Cette société, réunie pour un voyage de plaisir, se composait d'Horace, de Mécène, d'Héliodore, littérateur grec de la plus haute renommée à Rome, et de quelques hommes de goût de la maison de Mécène.
Lisons: chaque vers est une pierre milliaire de la voie Appienne qui mène de Rome en Apulie. C'est la géographie badine d'un poëte; il est à croire que Mécène et ses amis avaient chargé Horace de rédiger en plaisanterie leur itinéraire pour perpétuer les accidents et les charmes du voyage; de plus, ce voyage avait un charme tout particulier pour Horace, puisqu'il le conduisait aux lieux, toujours chers, où il avait passé son enfance, sous la tutelle d'un père chéri. Il ne faut pas chercher de la poésie; c'est écrit au crayon sur le genou, en notes où le vers s'amuse à ressembler à la prose.
XXIII
«Sortis de Rome, la grande Aricia nous offre une halte mesquine (aujourd'hui c'est encore l'Aricia, fameuse par ses chênes gigantesques, au pied desquels on trouve toujours assis un peintre, un amant ou un poëte); de là nous arrivons au marché d'Appius (sorte de marché de Poissy de Rome).» Écoutez comment une hôtellerie romaine est décrite dans ce tumultueux rendez-vous des bouviers et des marins fournisseurs de Rome:
«Fourmilière de marins et de cabaretiers fripons, l'eau y est insalubre; je préférai faire jeûner mon estomac débile, et j'assistai, sans y prendre part, au repas de mes compagnons de route. Déjà la nuit tombante commençait à déployer l'ombre sur les campagnes et à semer les campagnes du firmament de ses étoiles.
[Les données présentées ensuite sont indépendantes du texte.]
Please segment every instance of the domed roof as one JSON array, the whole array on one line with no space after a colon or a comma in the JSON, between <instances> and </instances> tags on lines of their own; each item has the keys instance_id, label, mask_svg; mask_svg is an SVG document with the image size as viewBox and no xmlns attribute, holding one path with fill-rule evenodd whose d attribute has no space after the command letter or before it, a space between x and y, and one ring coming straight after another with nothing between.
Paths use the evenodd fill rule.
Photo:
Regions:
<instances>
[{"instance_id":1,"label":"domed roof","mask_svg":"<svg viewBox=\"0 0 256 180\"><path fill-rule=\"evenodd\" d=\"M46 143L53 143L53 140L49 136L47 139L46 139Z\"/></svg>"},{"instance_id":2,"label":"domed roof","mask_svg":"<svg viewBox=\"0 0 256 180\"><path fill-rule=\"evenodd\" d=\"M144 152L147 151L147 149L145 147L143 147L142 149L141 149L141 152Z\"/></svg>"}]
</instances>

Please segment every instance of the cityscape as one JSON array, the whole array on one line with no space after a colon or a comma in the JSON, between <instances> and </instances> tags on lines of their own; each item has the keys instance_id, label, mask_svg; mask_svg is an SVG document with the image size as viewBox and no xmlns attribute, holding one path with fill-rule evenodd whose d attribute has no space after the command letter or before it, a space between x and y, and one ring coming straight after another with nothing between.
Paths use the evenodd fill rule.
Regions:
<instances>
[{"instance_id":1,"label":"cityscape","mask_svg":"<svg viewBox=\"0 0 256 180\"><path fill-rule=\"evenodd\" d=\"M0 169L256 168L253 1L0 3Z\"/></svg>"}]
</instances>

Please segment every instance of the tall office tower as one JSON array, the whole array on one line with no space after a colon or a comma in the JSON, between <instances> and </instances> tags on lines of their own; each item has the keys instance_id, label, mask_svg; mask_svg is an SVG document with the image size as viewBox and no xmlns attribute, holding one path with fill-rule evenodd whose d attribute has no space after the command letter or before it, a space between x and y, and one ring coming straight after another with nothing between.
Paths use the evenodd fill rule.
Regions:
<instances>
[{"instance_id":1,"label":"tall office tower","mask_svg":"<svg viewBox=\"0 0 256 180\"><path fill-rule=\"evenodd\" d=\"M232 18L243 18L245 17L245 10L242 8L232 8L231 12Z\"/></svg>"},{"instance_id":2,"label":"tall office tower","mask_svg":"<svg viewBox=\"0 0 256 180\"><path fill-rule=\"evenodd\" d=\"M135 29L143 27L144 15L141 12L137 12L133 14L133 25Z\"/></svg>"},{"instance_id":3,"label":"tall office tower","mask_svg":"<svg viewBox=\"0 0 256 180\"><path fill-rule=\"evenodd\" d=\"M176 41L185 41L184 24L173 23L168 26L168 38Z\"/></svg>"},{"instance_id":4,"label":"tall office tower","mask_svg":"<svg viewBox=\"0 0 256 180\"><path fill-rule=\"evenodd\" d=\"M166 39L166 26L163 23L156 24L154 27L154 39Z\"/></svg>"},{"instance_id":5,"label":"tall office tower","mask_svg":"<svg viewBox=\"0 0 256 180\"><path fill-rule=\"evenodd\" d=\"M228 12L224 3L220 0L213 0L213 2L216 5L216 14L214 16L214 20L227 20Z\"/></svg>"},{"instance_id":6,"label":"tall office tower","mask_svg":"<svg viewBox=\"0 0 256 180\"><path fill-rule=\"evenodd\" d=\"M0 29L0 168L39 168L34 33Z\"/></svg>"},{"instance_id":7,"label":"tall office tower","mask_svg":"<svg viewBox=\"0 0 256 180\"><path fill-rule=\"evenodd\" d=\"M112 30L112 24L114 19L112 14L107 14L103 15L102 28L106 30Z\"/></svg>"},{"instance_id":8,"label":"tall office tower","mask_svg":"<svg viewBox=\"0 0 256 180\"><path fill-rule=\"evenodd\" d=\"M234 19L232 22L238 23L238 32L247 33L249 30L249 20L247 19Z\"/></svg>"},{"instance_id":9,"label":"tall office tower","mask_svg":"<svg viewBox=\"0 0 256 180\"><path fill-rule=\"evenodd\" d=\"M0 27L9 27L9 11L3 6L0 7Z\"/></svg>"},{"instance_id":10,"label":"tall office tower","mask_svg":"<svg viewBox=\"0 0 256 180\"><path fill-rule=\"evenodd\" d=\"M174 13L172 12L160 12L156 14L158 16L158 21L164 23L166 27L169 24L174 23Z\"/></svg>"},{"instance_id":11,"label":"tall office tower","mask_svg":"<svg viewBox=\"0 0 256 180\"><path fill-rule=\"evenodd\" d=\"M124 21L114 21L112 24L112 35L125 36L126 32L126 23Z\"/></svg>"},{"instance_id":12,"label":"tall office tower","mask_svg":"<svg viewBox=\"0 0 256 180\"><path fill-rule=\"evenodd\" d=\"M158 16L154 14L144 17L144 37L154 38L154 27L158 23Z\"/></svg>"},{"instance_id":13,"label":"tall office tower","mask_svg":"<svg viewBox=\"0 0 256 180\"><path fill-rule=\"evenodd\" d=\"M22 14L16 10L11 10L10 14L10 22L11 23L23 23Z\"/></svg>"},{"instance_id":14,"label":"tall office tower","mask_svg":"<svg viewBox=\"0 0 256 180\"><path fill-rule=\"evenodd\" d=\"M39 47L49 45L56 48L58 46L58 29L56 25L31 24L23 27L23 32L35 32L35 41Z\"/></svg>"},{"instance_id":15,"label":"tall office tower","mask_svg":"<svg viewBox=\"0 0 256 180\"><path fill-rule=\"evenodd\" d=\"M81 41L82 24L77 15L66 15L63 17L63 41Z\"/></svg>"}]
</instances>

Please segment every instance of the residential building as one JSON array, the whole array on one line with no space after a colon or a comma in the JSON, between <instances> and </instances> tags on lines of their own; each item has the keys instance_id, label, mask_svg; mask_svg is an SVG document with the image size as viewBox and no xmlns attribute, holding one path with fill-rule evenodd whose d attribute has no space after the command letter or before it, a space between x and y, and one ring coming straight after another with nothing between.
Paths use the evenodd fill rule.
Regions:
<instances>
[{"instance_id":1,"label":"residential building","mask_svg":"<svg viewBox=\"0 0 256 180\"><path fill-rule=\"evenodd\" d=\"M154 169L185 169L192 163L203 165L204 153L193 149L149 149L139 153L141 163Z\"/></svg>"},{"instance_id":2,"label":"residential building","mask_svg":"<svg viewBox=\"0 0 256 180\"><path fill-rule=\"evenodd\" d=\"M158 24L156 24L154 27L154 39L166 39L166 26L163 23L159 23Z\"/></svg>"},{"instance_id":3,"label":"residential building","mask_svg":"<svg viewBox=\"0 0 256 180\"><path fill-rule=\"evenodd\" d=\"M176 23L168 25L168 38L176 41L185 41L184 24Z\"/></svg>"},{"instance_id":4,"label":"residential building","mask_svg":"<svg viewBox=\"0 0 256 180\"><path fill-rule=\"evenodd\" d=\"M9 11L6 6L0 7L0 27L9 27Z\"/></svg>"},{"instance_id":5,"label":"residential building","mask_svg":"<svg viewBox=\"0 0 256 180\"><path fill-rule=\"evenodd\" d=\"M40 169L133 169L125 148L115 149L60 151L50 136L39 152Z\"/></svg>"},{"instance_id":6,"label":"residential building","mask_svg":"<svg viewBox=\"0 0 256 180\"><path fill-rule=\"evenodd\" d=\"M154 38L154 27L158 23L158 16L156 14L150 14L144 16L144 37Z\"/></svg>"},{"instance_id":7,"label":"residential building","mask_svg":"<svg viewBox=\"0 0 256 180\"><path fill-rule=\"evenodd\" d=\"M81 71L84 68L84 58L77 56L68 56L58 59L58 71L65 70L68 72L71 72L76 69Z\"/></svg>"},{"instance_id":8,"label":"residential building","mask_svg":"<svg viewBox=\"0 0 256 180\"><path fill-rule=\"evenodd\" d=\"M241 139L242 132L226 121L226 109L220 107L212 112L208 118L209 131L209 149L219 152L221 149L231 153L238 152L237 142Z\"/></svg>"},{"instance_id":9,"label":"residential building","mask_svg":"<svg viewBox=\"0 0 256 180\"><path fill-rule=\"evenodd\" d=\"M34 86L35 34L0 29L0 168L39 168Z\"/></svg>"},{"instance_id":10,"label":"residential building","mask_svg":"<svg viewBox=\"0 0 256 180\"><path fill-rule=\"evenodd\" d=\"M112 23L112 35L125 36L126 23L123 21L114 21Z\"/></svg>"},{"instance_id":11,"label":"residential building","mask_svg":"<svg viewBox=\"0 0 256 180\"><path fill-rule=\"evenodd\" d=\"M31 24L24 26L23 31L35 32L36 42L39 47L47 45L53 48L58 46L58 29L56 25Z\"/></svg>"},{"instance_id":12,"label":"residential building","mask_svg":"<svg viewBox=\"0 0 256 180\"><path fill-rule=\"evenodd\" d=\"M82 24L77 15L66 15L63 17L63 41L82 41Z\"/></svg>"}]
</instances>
Rixe entre nos jeunes esclaves avec les matelots, et des matelots contre nos jeunes serviteurs:—Aborde ici.—Tu entasses trois cents personnes dans la barque; holà! c'est assez!—Pendant que l'on recueille le prix du passage et que l'on attelle les mules, une longue heure s'écoule; les cousins bourdonnants et les grenouilles marécageuses écartent le sommeil; les mariniers et les passagers, ivres de mauvais vin, chantent à l'envi leur maîtresse absente, jusqu'au moment où le voyageur fatigué et le batelier paresseux attache à une borne le cou de la mule, la laisse paître, et ronfle étendu sur le dos.
«Les voyageurs, couchés dans la barque sur le canal des marais Pontins, croient avancer et sont immobiles; l'un d'eux se réveille à l'aube du jour et saute à terre, s'arme d'une baguette de saule, et en caresse les épaules des bateliers et de la mule assoupis. À la quatrième heure on débarque un moment près de la fontaine Ferrione, pour se laver le visage et les mains dans son onde pure. Bientôt on arrive à Anxur (aujourd'hui Terracine), assise sur ses rochers éblouissants.» (Ils sont jaunis et dorés aujourd'hui par tant de soleils de plus.)
Là on est rejoint par Coccéius, chargé d'une importante mission par Auguste, puis par un autre ami de Mécène, Fontéius Capito, homme accompli ad unguem, dit le poëte.
On arrive à Fondi (encore aujourd'hui sale bourgade dans le plus riant paysage d'orangers de la côte); on quitte Fondi en riant de l'importance et du costume officiel de ses magistrats municipaux. On s'arrête à Mamurra (Formies) pour loger chez Coccéius et pour souper chez Muréna. Coccéius et Muréna, leurs compagnons de voyage, possédaient des maisons de campagne dans ce beau site de la Campanie; ils durent entrevoir à Formies, chez Varron, cette belle Terentia, sa sœur, qui devint plus tard la femme de Mécène. Varron, frère de Térentia, subit la mort quelques années après, pour avoir conspiré contre Auguste. Plotius, Varus, Virgile, hommes de la même société, les rejoignent encore au delà des marais de Minturnes.